There is little motion, five degrees maybe, as the leg comes from behind to in front. However, it is the top end of a long lever, the leg. Physics tells us that a small amount of motion at one end of a lever has a large e?ect at the other. If the SI joint becomes jammed and does not move the effects on the leg are dramatic.


Main symptoms

» Tightness in the upper hamstring

» Tightness in the gluteal or buttock region

» Possible soreness in the lower back, but not often

The history is often not clear. There is rarely an ‘ouch’ moment. However, episodes in my experience are often caused by:

» Fast downhill running

» Running with a poor core and the pelvis tipping forwards

» Lack of form at the end of a hard session

» A hard stumble or trip 



Self-assessment

This is always difficult. Your physio should look at the pelvis motion with bending forwards and sideways and then with single leg lifts – knee to chest. They should be looking at the back of the pelvis and noting how the bones move.



There is often an ‘apparent’ leg length discrepancy – tested in lying and sitting. This is often confused with an ‘actual’ leg length change and I have seen many athletes with heel wedges put in place for what is a normal leg length. This does not help.



There are 24-odd different types of pelvis dysfunctions and you need to be experienced to diagnose them properly. There is, however, a very common dysfunction seen in runners. This is where the ileum (the outside bone) becomes rotated forward on the sacrum (the central bone). It is too subtle to describe in an article like this and requires an experienced physio to diagnose.



The majority of these problems require mobilisation of the SI joint by a physio who is used to dealing with runners. This is done by side lying or on your back and usually involves pressure through the pelvis with the knee towards the chest. There are several ways to do it though, and the following exercises are designed to help this condition. They will not hurt you if it is not the problem. Try them for a few days and if there is no improvement then seek help. Once the pelvis has been mobilised follow the instructions given by your physio which will be similar to these exercises. 

Hug your knee to your chest and hold tight around the knee (as above). Push hard with your leg into your hands for 10 seconds, then relax, pull it tight again and repeat. The pressure comes from your hip and bum. You are not straightening the knee. This can be done sitting or lying and needs to be repeated hourly about 15 times. The object is to use your bum muscles to mobilise the sacroiliac joint. You will not feel much apart from strain in the bum.

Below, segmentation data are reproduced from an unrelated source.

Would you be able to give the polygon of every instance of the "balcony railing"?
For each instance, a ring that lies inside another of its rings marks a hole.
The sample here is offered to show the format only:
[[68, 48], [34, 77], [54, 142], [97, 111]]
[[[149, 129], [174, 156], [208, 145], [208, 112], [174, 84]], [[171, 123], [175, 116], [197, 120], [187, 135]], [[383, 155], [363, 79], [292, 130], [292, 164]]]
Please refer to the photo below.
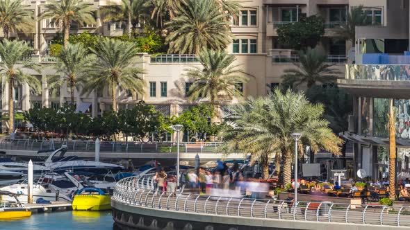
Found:
[[[346, 55], [327, 55], [326, 63], [330, 64], [344, 64], [346, 63], [347, 57]], [[298, 63], [299, 55], [275, 55], [272, 58], [272, 63]]]
[[151, 63], [180, 64], [199, 62], [194, 55], [190, 54], [161, 54], [151, 57]]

When sitting, cross the foot of the hip to be stretched to the outer side of the other knee (see below). Hug the bent knee with the opposite hand (so if it is your right hip to be stretched, put the right foot to the left of the left knee and hug the right knee with your left arm).

 

Place a tennis ball or hard cricket/hockey/dog ball in the buttock and lean towards it. Fiddle with the exact position, somewhere between the outer hip bone and the bone you sit on.

Look for the most painful spot and then work the ball into it for a couple of minutes. The object is to loosen the deep gluteal muscles which go into spasm whenever there is a sacroiliac joint dysfunction. 

The image above shows the direction to bend –away from the symptomatic side. You are more effective if you hold your core in really tight, tipping the pelvis backwards. This focuses the stretch into the area of the back – 45 seconds, three times and several times a day.

Using a roller or a can, roll on the upper hamstring through the tight areas, keeping the back as straight as possible – two minutes, three times a day.


Can I run?

This is the big question, and the answer is yes! Running actually helps to mobilise a sacroiliac joint once it is moving properly, if it is not, then it will irritate it.

Try the above, but if in doubt, please seek help. These conditions can linger for many months undiagnosed and are simple to treat.